As part of the annual event, a panel of young researchers aged between 16 and 35 were invited to quiz a variety of key political figures, including the Government's Chief Scientific Advisor and members of the House of Commons Science & Technology Select Committee.
Labour MP Andrew Miller, chair of the committee, stressed how important it was that young scientists engage with such committees and their MPs to inform them on important scientific issues. He told the young attendees to make sure their visit to Parliament 'is not a one off'.
“Committees such as this are only as informed as the people who are willing to get involved, who speak to us and get the scientific messages across. You can’t whinge that MPs get things wrong if you haven’t engaged in the process,” he said.
Miller, who steps down as chair this year, was asked which of the committee’s recommendations that had been ignored by the Government, he thinks should be reconsidered. He said the Home Office has ‘screwed up’ the forensic science service and that a miscarriage of justice would inevitably result; and that he hoped exam regulator Ofqual would reconsider their reforms to the practical element of science A level and GCSE qualifications.

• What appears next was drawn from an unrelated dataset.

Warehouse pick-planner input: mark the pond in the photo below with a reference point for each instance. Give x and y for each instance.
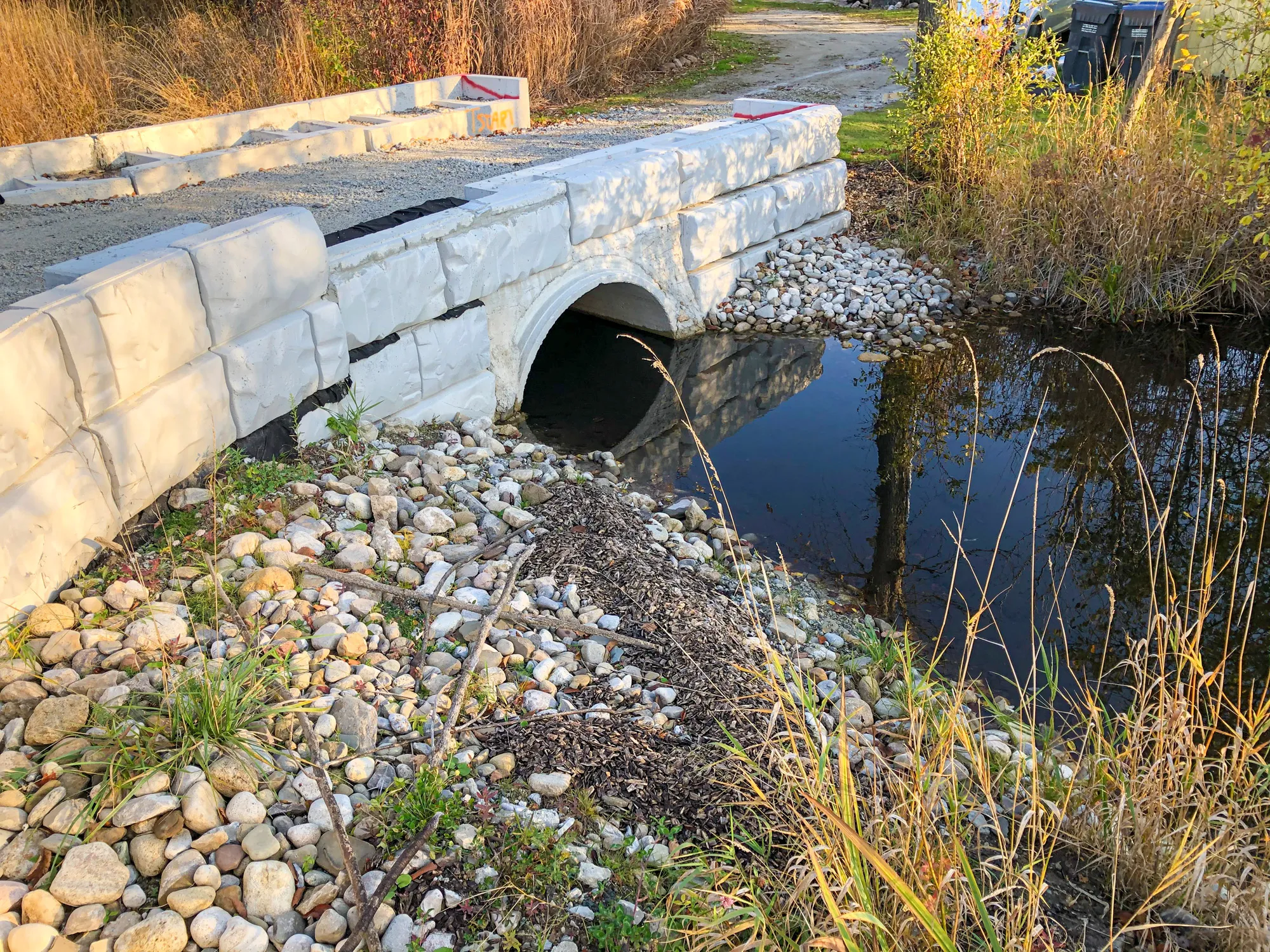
(863, 473)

Under questioning from young scientists, other members of the Science and Technology Committee admitted that many of their colleagues in the House of Commons struggled to understand the most basic scientific issues coming before them.
Liberal Democrat MP David Heath said some of his colleagues 'do not understand even basic concepts in the scientific process'.
“Specifically, people do not understand risk. If you could get that into people’s heads they would be less prone to believing the next scare story and coming to the wrong conclusions.”
Conservative MP Stephen Metcalfe told young delegates that a shortcut to getting the attention of an MP on a scientific issue was to make it relevant to their constituents. “MPs face a cacophony of voices on hundreds of issues all the time. But MPs are inherently interested in constituency matters and that is a good way of cutting through that noise.”
Science Minister Greg Clark (above left) said science required 'confidence and stability' and pointed to the five key messages for the next 10 years of science in the UK set out in his Science and Innovation Strategy. “We've protected the science budget and increased capital investment,” he said.
Shadow Science Minister Liam Byrne (above right) said Labour would ring fence science spending for ten years, and said the German aim to spend 3% of GDP on research and development was the 'right level of ambition'.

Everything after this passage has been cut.